As a stay at home mum there are plenty out there who love to comment on my lifestyle, choices and use of time. There is the obvious and predictable ‘So what do you do all day?’ To be honest though, most people are more subtle.
Some share such unasked for nuggets of thought as ‘I would get bored at home all day’ or ‘Have you thought of going back to work?’
Others point out opportunities that they seem to feel I am missing out on such as volunteer positions in areas of interest, or clubs and societies that they believe I would benefit from joining.
They mean well. They sincerely wish to help. These are friendly, caring people who have my best interests at heart.
The only problem with all of these well intentioned comments is that they suggest I have too much time on my hands. Please allow me to make an announcement people: I do not have nearly enough time to achieve all of the things that I wish to do. If you could arrange it for me, another half dozen hours each day would be great thanks. If you can’t manage that then I need to be more efficient with all that I already try to do in order to fit it all in.
I know that I am in the fortunate position of being able to choose how I spend a large chunk of my week. Once I get the food, cleaning, tidying and laundry sorted each day I can tackle my ‘to do’ list. There are ongoing jobs in the house and garden to see to, my hens to keep happy and a running list of tasks to complete for family members. After that I move onto the things that I choose to do for me, and it is here that I never have enough time.
I want to visit the gym, go for walks, swim, meet up with friends, read books, watch films and write. I cannot get all of these done in the time available.
Take this week as an example. I wanted to write three short stories for three challenges. So far I have written two, one of which I was pleased with and one which I felt I had to rush, but which I will submit for the useful feedback. I still hope to find time to write the third but I am not sure when I will be able to squeeze this in.
In order to participate in one of the challenges I was required to read over thirty short stories, so that has been my reading this week. I haven’t had time to open a book since the weekend, and I have been leant one that I really want to read. I need to clear this as I have agreed to do a book review for another on line site, so when my copy of that arrives it will take priority.
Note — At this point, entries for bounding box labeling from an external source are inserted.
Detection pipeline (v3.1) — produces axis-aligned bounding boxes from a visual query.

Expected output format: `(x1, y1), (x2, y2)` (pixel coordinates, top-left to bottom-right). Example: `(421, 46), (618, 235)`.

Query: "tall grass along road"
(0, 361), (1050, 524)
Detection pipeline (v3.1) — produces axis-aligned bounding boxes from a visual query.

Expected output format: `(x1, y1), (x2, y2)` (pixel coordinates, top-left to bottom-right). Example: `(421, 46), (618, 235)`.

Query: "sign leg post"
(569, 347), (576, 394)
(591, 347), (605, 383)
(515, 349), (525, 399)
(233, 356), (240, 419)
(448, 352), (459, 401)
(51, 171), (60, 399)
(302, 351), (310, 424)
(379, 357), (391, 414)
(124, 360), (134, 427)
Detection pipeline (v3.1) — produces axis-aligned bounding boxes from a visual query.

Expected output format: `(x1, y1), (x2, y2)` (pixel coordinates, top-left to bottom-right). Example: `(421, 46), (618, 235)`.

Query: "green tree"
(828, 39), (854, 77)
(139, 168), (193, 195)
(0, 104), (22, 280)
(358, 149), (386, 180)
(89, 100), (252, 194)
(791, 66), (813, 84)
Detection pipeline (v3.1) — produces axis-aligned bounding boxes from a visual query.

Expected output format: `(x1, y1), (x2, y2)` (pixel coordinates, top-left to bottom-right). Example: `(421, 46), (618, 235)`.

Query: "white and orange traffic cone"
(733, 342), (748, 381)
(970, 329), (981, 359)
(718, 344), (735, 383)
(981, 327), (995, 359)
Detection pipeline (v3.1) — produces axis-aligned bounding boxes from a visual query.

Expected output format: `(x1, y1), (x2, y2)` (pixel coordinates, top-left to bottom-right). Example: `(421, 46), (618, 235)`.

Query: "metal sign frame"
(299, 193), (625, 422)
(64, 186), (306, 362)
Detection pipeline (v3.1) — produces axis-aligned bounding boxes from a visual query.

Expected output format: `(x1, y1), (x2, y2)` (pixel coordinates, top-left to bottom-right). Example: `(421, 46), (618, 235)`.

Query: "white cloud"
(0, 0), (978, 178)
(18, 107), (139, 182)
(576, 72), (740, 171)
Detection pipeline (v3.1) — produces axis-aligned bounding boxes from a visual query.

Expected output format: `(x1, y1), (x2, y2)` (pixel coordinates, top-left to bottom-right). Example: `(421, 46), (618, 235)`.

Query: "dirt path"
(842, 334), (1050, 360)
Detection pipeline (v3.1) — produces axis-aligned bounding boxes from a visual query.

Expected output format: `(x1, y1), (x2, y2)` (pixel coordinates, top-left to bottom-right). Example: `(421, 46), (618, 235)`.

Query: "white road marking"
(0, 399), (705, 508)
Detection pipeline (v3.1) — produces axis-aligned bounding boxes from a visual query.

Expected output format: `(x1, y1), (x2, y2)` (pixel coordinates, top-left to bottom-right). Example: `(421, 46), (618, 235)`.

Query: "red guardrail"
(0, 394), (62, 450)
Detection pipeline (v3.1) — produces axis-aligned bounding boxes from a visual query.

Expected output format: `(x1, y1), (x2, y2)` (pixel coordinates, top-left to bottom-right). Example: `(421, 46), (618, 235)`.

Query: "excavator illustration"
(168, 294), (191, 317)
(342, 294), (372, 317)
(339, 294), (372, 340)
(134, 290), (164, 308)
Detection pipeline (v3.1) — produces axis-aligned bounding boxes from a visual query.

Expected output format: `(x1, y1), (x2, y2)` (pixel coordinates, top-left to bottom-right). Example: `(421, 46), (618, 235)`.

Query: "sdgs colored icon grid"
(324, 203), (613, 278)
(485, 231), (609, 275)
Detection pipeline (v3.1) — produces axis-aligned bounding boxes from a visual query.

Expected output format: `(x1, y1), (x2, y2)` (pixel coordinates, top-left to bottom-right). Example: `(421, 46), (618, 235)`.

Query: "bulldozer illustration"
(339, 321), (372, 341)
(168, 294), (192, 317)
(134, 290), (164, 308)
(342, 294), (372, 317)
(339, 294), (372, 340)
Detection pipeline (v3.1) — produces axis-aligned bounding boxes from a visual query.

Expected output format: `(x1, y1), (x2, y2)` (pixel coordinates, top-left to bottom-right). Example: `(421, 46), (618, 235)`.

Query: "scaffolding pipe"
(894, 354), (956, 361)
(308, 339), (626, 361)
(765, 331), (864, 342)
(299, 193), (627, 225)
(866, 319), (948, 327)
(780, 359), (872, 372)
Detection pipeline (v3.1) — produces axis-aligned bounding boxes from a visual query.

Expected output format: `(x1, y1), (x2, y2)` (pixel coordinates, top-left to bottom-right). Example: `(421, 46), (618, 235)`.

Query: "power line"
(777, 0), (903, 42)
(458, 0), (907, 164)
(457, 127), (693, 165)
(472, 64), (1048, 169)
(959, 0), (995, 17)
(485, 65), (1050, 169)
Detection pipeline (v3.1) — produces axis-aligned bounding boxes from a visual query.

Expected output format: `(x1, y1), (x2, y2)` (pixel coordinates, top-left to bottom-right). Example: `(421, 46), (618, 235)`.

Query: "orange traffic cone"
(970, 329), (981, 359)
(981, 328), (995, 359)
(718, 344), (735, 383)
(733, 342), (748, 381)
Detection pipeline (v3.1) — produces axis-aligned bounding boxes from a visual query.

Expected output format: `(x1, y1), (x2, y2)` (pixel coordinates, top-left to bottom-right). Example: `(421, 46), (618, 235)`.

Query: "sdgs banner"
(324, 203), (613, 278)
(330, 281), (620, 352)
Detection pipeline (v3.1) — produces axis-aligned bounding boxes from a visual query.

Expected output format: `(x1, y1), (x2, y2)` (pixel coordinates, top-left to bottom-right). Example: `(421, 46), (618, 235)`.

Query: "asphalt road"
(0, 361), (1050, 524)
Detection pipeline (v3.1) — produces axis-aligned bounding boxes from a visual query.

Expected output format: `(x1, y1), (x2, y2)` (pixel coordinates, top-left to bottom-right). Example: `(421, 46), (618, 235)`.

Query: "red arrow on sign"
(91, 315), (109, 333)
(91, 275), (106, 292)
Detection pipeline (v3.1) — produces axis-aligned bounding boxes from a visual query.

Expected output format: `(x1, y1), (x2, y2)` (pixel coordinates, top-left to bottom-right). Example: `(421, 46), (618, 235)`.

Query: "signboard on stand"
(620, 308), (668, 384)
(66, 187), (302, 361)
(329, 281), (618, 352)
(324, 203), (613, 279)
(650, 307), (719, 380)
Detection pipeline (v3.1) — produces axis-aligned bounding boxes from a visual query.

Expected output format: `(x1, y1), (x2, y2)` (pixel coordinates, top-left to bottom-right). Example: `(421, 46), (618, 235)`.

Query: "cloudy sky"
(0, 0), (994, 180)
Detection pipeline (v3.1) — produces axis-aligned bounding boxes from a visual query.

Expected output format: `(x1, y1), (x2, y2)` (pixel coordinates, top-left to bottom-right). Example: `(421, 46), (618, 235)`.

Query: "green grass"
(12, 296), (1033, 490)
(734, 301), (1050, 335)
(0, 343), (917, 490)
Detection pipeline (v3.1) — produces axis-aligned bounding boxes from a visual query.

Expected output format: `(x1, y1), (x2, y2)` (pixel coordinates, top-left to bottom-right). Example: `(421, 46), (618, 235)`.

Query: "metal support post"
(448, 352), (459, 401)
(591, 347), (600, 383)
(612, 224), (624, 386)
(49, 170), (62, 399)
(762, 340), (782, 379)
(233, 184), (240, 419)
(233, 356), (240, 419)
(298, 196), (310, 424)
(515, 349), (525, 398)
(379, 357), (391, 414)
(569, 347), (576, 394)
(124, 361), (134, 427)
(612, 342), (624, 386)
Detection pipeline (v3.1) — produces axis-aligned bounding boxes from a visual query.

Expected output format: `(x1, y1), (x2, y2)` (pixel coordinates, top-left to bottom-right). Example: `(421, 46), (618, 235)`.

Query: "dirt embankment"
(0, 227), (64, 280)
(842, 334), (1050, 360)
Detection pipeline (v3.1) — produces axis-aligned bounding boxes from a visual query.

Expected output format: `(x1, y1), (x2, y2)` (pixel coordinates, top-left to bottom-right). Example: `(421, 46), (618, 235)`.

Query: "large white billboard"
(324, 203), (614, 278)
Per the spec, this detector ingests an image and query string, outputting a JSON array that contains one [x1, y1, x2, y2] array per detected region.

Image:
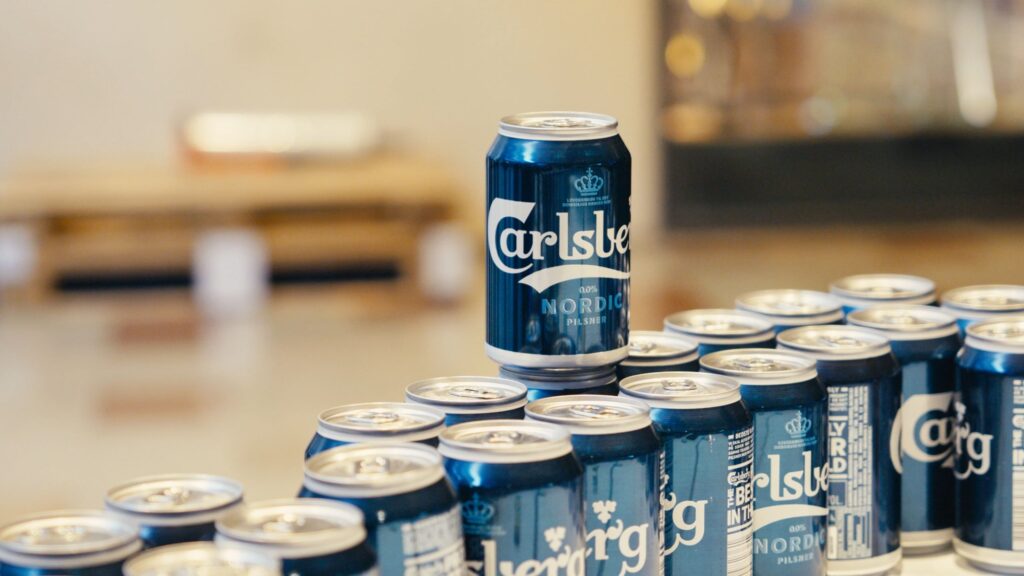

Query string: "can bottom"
[[826, 548, 903, 576], [953, 538, 1024, 574], [483, 343, 630, 368], [899, 528, 953, 554]]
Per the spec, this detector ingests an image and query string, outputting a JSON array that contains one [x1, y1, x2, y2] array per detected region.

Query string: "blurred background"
[[0, 0, 1024, 519]]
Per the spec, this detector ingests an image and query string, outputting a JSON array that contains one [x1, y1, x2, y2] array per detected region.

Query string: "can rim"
[[438, 419, 572, 464], [700, 348, 818, 386], [846, 303, 959, 341], [526, 394, 651, 436], [498, 111, 618, 141]]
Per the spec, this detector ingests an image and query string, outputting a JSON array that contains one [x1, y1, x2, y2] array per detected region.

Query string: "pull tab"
[[662, 378, 697, 392], [569, 404, 623, 419], [261, 512, 306, 534], [449, 385, 504, 400]]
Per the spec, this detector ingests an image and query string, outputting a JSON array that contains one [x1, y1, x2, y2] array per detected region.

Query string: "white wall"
[[0, 0, 660, 230]]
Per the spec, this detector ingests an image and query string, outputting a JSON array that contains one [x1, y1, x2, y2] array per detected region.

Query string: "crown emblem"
[[785, 412, 811, 437], [572, 168, 604, 196], [462, 494, 495, 525], [544, 526, 565, 552]]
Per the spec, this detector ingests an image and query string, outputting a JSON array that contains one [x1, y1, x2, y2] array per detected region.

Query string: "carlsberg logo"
[[487, 198, 630, 292]]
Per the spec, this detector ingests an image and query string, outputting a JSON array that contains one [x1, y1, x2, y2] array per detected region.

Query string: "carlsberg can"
[[486, 112, 631, 368]]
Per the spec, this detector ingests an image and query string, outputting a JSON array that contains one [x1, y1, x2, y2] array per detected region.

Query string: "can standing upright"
[[700, 348, 828, 576], [847, 304, 959, 553], [665, 308, 775, 356], [616, 330, 698, 379], [620, 372, 754, 576], [299, 443, 466, 576], [942, 284, 1024, 337], [440, 420, 587, 576], [736, 289, 843, 334], [526, 395, 665, 576], [486, 112, 631, 368], [828, 274, 935, 314], [778, 326, 903, 576], [953, 315, 1024, 574]]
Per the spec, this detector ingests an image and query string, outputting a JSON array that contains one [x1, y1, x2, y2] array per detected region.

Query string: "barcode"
[[725, 527, 754, 576]]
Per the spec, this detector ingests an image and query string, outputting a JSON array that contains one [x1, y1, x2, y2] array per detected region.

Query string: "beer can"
[[620, 372, 754, 576], [299, 443, 466, 576], [736, 289, 843, 334], [778, 326, 903, 576], [665, 308, 775, 356], [106, 474, 242, 548], [0, 510, 142, 576], [440, 420, 587, 576], [953, 315, 1024, 574], [828, 274, 935, 314], [847, 304, 959, 553], [406, 376, 526, 426], [942, 284, 1024, 336], [486, 112, 631, 368], [306, 402, 444, 458], [700, 348, 828, 576], [216, 498, 379, 576], [124, 542, 281, 576], [498, 366, 618, 402], [616, 330, 697, 379], [526, 391, 665, 576]]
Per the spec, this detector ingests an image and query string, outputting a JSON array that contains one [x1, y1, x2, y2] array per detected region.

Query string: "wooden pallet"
[[0, 156, 457, 297]]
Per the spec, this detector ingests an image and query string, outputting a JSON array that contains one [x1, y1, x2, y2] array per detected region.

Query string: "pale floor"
[[0, 224, 1024, 574]]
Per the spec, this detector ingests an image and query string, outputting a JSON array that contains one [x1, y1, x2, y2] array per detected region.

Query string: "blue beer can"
[[942, 284, 1024, 337], [106, 474, 242, 548], [498, 366, 618, 402], [406, 376, 526, 426], [306, 402, 444, 458], [778, 326, 903, 575], [124, 542, 281, 576], [828, 274, 935, 315], [736, 288, 843, 334], [700, 348, 828, 576], [0, 510, 142, 576], [486, 112, 631, 368], [665, 308, 775, 356], [299, 443, 466, 576], [616, 330, 697, 379], [953, 315, 1024, 574], [526, 391, 665, 576], [847, 304, 959, 553], [620, 372, 754, 576], [440, 420, 587, 576], [216, 498, 379, 576]]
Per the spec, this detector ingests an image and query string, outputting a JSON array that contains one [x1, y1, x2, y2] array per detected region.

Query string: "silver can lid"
[[736, 288, 843, 323], [777, 326, 892, 360], [828, 274, 935, 304], [526, 394, 650, 436], [700, 348, 818, 384], [846, 304, 958, 340], [967, 315, 1024, 354], [942, 284, 1024, 314], [406, 376, 526, 414], [217, 498, 367, 559], [618, 372, 739, 410], [498, 112, 618, 140], [627, 330, 698, 364], [124, 542, 281, 576], [317, 402, 444, 441], [665, 308, 772, 343], [305, 442, 444, 498], [440, 420, 572, 464], [106, 474, 242, 523], [0, 510, 142, 569]]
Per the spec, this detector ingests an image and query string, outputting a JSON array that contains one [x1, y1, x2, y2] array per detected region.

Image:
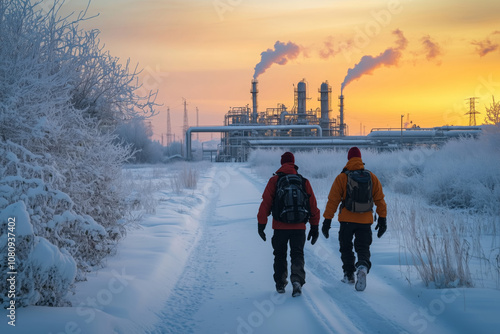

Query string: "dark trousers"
[[271, 230, 306, 285], [339, 222, 372, 273]]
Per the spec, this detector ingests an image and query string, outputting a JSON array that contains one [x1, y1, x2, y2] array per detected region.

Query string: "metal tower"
[[167, 108, 172, 146], [182, 98, 189, 142], [465, 97, 480, 126], [196, 107, 200, 141]]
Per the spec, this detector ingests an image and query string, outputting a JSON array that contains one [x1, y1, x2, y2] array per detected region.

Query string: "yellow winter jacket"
[[323, 158, 387, 224]]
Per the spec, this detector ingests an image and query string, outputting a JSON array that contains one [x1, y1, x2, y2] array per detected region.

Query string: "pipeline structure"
[[185, 80, 481, 161]]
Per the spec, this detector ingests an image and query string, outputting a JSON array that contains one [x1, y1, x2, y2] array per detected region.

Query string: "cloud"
[[318, 36, 354, 59], [471, 38, 500, 57], [253, 41, 302, 79], [421, 35, 442, 60]]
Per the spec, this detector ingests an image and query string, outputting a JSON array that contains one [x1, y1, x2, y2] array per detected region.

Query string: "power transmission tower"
[[167, 108, 172, 146], [465, 97, 480, 126]]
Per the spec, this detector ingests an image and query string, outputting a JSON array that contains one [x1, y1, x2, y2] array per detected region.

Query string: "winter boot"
[[354, 266, 368, 291], [276, 283, 286, 293], [341, 273, 355, 284], [292, 282, 302, 297]]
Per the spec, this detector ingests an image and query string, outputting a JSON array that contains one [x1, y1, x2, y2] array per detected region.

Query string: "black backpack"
[[342, 169, 373, 212], [272, 173, 311, 224]]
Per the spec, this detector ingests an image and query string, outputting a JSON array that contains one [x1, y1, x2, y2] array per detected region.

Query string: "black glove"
[[321, 219, 332, 239], [375, 216, 387, 238], [307, 225, 319, 245], [257, 224, 266, 241]]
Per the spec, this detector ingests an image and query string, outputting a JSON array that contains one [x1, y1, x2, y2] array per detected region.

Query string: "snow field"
[[0, 147, 500, 334]]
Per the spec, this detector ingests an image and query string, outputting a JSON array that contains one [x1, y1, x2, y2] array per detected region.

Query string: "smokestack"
[[339, 91, 345, 137], [250, 79, 259, 123], [319, 81, 332, 135]]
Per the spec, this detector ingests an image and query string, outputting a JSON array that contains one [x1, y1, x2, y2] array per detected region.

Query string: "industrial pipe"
[[186, 125, 323, 160]]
On two mornings this week I met up with friends for walks, getting rather wet in the process given our recent weather. It was great to catch up with these lovely ladies, but in choosing to walk I have not been able to find time to visit the gym or swim. I miss my relaxing swims as they give me an opportunity to think about and plan my stories.
I am sitting here writing again when I should really be prepping dinner, thus my early evening will be spent on that task. It all fits so long as I do not plan any relaxation time, so no films until the weekend.
Now of course, I could just not write. I am not required to read or exercise. So long as I keep the house ticking over most of the things that I do are for me. I am well aware that there are many people who do not have my freedom of choice, who have to go out to earn a living or who have young and demanding children to care for. I am well aware of the privileges that I enjoy.
My point is that I do not need more to fill my time, I already try to squeeze too much into each day. I have no idea how my friends find the time to go to their clubs and societies, I guess they just give these higher priority than some other things they may also consider doing.
That is what it comes down to after all, priorities. I have hobbies and interests that eat time. I derive satisfaction from creating stories, maintaining this blog, joining in with discussions on the writer’s communities on line to which I subscribe. I do what feels right for me, whereas others do what feels right for them.
So what do I do all day? As much as I can squeeze into the few short hours between when I get up in the morning and when I go to bed at night. At the end of each day, if I have created a new piece of writing with which I am pleased then I feel that I have achieved something. Perhaps tomorrow I will find time for that workout and swim.
However you choose to fill whatever free time you have, I hope that you derive enjoyment from it. Such time is never wasted.